What would you describe as your most memorable achievement in the cybersecurity industry?
My most memorable achievement in the cybersecurity industry is building a world-class information security management system (ISMS) from scratch and achieving ISO 27001 certification in an unprecedented two months. I was able to achieve this because the organisation had considerable momentum attained from customer requirements and commitments.
What first made you think of a career in cybersecurity?
As with so many in cyber, I seemed to just fall into it. I had an initial interest in cybersecurity during secondary school and joined the US Air Force directly after to become a network engineer. From there, I officially entered the world of cybersecurity when I was working as a consultant and the company at the time sent me to firewall training, after which they changed my title to Security Engineer’. This developed into giving me more and more security tasks. From here, I seemed to be getting into various different areas of cybersecurity and at some point, I started seeking out those different areas in an attempt to broaden the depth and scope of knowledge and understanding.
What style of management philosophy do you employ with your current position?
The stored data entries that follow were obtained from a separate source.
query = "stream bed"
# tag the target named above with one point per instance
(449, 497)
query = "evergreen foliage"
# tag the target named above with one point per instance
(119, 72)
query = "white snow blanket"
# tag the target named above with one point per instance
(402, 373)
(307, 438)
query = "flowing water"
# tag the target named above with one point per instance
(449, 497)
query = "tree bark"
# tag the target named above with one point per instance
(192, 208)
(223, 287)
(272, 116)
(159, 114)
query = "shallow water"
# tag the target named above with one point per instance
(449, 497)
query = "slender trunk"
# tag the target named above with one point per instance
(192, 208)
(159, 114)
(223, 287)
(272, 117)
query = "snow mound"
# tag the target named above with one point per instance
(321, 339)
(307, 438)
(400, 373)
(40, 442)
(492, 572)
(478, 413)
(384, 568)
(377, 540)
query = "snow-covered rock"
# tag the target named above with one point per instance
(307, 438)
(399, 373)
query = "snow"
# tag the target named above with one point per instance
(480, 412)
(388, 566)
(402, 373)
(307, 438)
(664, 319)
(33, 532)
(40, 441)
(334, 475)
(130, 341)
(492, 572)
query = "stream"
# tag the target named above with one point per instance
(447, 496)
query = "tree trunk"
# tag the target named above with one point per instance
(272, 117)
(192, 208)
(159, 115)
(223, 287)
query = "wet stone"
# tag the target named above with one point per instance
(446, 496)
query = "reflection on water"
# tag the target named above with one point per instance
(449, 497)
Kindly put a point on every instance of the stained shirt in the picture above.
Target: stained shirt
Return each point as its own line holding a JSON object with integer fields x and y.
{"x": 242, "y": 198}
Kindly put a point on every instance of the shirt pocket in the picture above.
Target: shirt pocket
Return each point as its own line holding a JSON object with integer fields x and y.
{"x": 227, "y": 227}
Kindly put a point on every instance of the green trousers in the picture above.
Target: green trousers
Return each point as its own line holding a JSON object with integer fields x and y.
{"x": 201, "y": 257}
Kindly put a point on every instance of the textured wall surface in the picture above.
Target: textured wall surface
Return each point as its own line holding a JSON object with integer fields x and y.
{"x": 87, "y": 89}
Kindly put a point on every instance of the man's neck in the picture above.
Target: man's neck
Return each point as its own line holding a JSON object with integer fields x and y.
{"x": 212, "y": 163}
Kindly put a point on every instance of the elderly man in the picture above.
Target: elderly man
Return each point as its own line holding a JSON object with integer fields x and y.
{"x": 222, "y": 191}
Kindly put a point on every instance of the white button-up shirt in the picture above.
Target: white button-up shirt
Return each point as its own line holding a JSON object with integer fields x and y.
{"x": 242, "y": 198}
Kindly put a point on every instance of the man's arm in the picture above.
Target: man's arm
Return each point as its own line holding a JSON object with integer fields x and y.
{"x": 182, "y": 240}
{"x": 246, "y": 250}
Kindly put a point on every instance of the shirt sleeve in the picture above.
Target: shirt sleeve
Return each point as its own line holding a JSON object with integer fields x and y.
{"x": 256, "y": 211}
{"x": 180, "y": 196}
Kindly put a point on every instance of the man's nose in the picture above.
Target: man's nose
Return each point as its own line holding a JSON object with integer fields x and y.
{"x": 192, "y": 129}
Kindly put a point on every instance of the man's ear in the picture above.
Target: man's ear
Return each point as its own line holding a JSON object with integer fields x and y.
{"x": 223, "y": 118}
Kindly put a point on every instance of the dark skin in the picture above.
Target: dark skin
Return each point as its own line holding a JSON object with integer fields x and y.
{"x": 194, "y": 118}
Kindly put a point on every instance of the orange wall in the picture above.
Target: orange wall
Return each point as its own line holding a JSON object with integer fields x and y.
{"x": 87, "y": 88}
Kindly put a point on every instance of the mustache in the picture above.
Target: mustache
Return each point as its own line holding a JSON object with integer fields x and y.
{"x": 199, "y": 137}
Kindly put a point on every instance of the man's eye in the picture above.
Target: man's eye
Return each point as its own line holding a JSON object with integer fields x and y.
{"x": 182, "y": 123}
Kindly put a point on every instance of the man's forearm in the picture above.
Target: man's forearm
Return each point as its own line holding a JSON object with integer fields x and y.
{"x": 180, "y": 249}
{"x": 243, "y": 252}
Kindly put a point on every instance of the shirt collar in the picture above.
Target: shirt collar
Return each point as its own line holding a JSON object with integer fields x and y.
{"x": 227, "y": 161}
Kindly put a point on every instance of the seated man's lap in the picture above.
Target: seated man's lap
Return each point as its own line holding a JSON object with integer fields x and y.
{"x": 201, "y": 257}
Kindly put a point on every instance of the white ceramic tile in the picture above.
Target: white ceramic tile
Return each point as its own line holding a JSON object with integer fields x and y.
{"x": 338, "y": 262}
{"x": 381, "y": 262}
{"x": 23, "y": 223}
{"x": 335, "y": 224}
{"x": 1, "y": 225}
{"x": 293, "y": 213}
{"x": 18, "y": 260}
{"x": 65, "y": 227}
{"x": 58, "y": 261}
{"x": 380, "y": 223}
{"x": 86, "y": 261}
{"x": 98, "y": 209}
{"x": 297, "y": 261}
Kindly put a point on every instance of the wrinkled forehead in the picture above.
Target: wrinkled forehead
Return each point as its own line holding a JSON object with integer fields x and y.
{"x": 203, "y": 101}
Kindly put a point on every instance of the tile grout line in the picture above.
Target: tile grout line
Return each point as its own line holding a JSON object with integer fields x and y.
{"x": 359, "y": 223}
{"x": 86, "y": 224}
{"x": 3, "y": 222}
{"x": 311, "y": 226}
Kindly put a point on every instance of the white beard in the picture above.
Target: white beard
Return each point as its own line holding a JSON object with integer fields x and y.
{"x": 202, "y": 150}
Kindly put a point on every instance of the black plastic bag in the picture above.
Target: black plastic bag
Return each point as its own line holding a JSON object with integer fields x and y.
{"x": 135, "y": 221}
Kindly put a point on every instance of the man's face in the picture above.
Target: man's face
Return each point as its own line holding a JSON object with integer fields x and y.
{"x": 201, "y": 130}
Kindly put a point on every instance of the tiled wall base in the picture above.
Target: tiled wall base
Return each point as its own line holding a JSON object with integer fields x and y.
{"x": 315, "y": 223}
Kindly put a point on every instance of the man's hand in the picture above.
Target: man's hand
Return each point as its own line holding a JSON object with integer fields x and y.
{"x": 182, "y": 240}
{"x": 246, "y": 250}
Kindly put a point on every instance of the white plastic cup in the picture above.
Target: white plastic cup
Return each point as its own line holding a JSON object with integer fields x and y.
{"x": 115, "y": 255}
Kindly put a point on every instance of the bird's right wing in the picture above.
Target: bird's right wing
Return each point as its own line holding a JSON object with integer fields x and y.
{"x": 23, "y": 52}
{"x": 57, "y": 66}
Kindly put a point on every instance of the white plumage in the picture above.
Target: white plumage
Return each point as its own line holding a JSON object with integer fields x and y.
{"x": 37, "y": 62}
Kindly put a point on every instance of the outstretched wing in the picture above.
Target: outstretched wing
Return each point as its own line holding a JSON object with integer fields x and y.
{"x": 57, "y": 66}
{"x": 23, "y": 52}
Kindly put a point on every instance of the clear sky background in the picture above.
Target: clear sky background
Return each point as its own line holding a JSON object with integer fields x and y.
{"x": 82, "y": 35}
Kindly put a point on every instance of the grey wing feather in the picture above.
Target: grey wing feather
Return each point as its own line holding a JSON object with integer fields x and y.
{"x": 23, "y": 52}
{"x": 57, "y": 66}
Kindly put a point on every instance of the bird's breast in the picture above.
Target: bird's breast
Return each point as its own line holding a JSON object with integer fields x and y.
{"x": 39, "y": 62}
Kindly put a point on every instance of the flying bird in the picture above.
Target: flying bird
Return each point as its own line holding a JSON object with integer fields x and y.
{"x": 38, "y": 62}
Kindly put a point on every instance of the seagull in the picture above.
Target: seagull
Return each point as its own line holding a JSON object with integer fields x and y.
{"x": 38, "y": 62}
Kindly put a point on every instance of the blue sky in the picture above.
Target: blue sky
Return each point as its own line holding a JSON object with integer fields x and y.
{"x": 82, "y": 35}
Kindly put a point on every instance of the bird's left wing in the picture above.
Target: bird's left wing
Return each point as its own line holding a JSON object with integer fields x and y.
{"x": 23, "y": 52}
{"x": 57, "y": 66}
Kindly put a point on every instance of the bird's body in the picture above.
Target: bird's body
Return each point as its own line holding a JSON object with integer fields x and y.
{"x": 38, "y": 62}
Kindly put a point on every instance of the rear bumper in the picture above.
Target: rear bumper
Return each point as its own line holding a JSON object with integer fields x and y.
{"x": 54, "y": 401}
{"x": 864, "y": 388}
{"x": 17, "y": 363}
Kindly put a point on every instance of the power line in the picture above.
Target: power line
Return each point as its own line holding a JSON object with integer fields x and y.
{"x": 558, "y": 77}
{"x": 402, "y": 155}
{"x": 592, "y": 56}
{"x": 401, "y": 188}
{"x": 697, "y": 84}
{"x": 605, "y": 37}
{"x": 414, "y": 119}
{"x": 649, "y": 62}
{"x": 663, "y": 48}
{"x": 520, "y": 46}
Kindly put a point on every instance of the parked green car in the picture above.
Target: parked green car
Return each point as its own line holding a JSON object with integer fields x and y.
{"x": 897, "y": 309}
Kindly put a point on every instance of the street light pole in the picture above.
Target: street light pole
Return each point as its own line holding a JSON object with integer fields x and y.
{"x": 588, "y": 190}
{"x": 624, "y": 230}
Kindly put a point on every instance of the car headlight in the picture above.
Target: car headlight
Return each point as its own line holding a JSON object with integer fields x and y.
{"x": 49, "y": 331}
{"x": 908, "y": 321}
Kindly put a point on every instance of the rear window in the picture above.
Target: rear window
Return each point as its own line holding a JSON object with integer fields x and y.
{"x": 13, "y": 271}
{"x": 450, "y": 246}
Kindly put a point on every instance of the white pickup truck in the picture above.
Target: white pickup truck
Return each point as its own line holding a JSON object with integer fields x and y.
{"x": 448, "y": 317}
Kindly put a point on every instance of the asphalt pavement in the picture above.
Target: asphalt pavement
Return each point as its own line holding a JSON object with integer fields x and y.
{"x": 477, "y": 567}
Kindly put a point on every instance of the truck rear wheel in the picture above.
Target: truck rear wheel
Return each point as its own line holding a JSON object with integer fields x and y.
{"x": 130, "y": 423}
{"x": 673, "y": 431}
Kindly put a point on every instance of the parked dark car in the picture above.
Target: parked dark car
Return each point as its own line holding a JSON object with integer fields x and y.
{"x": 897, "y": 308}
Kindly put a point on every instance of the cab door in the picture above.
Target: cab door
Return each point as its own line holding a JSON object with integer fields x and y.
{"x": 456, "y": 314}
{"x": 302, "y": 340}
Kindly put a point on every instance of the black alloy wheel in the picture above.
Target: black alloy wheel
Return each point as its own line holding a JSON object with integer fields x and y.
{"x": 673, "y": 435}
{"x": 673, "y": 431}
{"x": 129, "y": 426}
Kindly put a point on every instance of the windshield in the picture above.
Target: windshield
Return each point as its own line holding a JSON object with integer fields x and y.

I try to hire really naturally smart people and encourage independent work from my team. I am about building relationships and fostering open communication to ensure the team has the resources to perform in their roles. I have also fully set out professional development goals for all team members, including myself, as part of our annual goals. There is also a budget set aside which focuses on training employees and expanding their knowledge. This prioritises enabling them to attend conferences and broaden their understanding of cyber and all that this entails.
What do you think is the current hot cybersecurity talking point?
The problem with ‘hot cybersecurity talking points’ is that they’re generally buzz words and marketing budgets. What should be hot topics in cybersecurity should be ‘doing all the basics, all the time’. This means prioritising things like knowing where all your assets are, what data you have and who is accessing it. Once you have these basics down and are doing them all the time, things like Machine Learning and threat hunting become ideas to pursue. A lot of the recent data breaches are caused by someone not doing the basics, such as misconfigured cloud storage databases, or not patching servers in a timely manner, etc.
How do you deal with stress and unwind outside the office?
I like to get out of the technology space while keeping things technical and analytical, as contradictory as that may sound. As a risk management professional, I enjoy managing risk in my hobbies as well – I fly aeroplanes and ride motorcycles. I have been riding motorcycles for the last two decades and enjoy the scenery that Northern California and the Bay Area have to offer. And for the last few years, I have been working on and earned a private pilot’s license with instrument rating and I continue to seek new aviation ratings.
If you could go back and change one career decision what would it be?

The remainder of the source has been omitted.